Nach dieser Ansprache schickte er sie zurück in ihre Häuser und Kasernen, um sich auszuruhen und stellte Männer aus dem Heer auf die Wachposten. Dann ritt er hinunter zum Heer, liess Valis rufen und ging mit ihm zu Armelion, um ihn dem Elfen bekannt zu machen und zu empfehlen.
If you're going through hell, keep going.
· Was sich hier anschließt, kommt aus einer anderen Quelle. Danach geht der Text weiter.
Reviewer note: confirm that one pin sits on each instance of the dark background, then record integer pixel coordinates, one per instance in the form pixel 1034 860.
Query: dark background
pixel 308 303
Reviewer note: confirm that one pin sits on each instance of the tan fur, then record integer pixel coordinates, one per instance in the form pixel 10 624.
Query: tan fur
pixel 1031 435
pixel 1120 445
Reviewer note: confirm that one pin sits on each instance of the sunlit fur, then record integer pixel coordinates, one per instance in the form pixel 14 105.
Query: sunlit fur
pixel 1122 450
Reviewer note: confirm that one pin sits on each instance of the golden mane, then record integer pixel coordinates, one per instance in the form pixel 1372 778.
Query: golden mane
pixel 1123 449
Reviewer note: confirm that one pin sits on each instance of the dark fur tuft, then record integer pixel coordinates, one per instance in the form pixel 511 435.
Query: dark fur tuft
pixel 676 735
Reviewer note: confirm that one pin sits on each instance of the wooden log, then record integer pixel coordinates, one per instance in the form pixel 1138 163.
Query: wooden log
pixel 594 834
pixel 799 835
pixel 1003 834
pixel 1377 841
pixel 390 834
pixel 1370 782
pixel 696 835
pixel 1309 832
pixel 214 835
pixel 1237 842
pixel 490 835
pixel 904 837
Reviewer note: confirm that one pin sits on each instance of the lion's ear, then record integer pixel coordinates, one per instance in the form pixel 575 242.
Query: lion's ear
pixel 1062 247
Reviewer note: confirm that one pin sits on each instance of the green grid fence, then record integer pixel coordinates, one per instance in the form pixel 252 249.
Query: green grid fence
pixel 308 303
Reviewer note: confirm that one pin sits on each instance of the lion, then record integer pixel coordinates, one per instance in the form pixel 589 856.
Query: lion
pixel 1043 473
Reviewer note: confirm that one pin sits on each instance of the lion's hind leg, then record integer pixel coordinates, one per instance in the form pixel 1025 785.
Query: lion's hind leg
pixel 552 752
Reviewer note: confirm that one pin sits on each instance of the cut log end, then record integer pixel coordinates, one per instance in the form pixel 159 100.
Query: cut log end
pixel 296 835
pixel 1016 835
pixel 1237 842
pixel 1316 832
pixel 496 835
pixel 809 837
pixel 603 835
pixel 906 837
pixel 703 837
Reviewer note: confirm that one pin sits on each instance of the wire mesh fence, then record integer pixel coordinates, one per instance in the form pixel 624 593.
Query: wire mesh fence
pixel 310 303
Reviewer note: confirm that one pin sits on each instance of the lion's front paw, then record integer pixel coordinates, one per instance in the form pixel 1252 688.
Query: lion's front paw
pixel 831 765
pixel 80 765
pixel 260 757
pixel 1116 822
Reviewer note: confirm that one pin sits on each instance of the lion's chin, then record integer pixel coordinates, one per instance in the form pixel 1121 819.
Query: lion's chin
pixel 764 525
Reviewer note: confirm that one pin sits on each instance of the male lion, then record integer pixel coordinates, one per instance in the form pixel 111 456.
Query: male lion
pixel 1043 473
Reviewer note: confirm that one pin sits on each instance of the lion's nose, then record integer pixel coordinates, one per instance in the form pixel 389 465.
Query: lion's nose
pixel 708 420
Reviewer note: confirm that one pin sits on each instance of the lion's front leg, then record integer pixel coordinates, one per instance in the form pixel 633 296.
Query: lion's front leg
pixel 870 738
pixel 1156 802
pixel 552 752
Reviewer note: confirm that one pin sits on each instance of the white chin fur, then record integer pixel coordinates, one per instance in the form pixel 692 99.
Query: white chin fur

Armelion klappte das Buch zu und liess es verschwinden, als der General und ein weiterer Mann sein Zelt betraten. Das musste Valis sein. Er stand auf und schenkte ihnen beiden ein Glas Wein ein. "Es ist mir eine Ehre euch kennen zu lernen Valis." Der Elf prostete ihnen zu und sie alle nahmen einen Schluck, bevor sie die Gläser wieder abstellten. Er war sich nicht sicher was der General noch gross tun oder sagen wollte.
Bei Arsa's Dorf
Alastar zügelte sein Pferd und blickte sich um. Er hatte auf einem kleinen Hügel oberhalb des befestigten Dorfes angehalten. Hier würde er vielleicht weitere Informationen über den Verbleib seines Zieles finden. Der stumme Dunkelschatten griff nach dem Griff von Fuin und das kalte Heft der Waffe schenkte ihm Ruhe. Das Schwert selbst hatte die Form eines Falcata, auch wenn es ein länger war. Die einzige Frage, die sich stellte, war ob jemand im Dorf lesen konnte. Nun er würde es früh genug herausfinden. Er zog sich die Lederrüstung zurecht, die er für die Reise erhalten hatten. Sie bestand aus einer doppelten Schicht aus Leder, zwischen welche kleine Stahlplatten eingenäht worden waren. Gegen die dunklere Hautfarbe würde er nichts machen können. Er tastete nach der kleinen Schiefertafel, welche er immer bei sich trug und gab seinem Pferd die Sporen. Langsam setzte sich das Tier in Richtung Dorf in Bewegung.